To put the town’s best interests first, Wheeler must take two steps. He has to pick one job or the other. And he should turn down the mayor’s post.
Publicly, Wheeler has given no indication that he’s willing to do either. In an email to The Bee’s editorial board, he said Friday that he’s confident that the fire district will win its appeal of the CalPERS audit. He also insisted that the town and fire district are separate agencies and that the actions of one have no connection with the other.
It’s possible that Wheeler won’t have any choice about giving up one of his posts. The office of Attorney General Kamala Harris is reviewing a “quo warranto” action filed by a citizens group, which challenges the legality of Wheeler’s dual role. The activists argue that as fire chief, he has power that other council members don’t have because the fire district’s jurisdiction overlaps with the town’s, and it must sign off on any new development.
Wheeler, who was elected to the Town Council in 2012, has been chief of the fire district since 2007 after retiring from the Alameda County Fire Department. He has received an average annual salary of $61,000, plus a pension of $139,338 a year, according to state records.
The California Public Employees’ Retirement System says that’s not legal.
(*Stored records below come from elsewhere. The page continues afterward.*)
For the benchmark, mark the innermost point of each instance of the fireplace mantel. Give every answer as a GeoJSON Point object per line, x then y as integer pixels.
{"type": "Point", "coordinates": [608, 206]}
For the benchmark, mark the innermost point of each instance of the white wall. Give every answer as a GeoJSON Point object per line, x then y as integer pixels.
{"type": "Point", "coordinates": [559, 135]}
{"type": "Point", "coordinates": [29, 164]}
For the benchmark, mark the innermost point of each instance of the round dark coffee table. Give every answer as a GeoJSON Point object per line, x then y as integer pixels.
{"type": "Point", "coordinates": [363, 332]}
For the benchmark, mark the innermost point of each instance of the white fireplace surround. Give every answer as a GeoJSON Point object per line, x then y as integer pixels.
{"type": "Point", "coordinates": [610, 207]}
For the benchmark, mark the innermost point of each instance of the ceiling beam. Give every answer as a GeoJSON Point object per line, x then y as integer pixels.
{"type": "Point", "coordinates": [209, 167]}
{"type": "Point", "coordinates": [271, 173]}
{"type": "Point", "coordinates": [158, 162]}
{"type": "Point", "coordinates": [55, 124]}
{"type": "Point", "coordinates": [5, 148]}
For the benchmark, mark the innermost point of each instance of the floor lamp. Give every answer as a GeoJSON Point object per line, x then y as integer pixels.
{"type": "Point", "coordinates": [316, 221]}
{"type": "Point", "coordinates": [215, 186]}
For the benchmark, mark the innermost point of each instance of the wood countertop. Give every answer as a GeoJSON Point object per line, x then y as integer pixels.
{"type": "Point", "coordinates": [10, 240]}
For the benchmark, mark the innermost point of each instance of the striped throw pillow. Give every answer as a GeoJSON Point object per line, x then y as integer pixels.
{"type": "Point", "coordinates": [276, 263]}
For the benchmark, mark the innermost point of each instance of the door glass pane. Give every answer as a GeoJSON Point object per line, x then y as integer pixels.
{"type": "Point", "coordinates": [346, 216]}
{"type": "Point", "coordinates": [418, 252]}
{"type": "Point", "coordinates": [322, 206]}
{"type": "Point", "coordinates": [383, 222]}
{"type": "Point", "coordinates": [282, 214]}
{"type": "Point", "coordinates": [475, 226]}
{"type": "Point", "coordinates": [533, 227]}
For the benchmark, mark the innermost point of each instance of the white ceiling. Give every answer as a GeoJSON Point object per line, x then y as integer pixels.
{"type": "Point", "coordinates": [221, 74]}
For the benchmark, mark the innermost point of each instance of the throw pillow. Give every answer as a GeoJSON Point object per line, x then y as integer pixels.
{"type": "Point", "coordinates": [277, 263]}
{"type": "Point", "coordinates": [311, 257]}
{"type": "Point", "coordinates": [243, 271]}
It flagged the apparent violation after the Loomis fire district joined the pension system in 2010. The fire district responded that Wheeler was exempt from double-dipping rules because he was a temporary employee; CalPERS rightly rejected that excuse.
The fire district is still fighting to keep Wheeler, claiming that a new, full-time chief would cost much more. Meanwhile, if CalPERS decides that Wheeler must reimburse the system, he could owe more than two years of pension payments.
Until the audit was released last week under a public records request filed by the citizens group, this dispute was under wraps. California has far too many of these small special districts, which collect taxes but operate without city or county supervision and do not get near enough scrutiny.
Now, the fire district and Wheeler must face the reality that he cannot be chief and a Town Council member and represent both constituencies fully and fairly. If they won’t make the right decision, the attorney general should make it for them.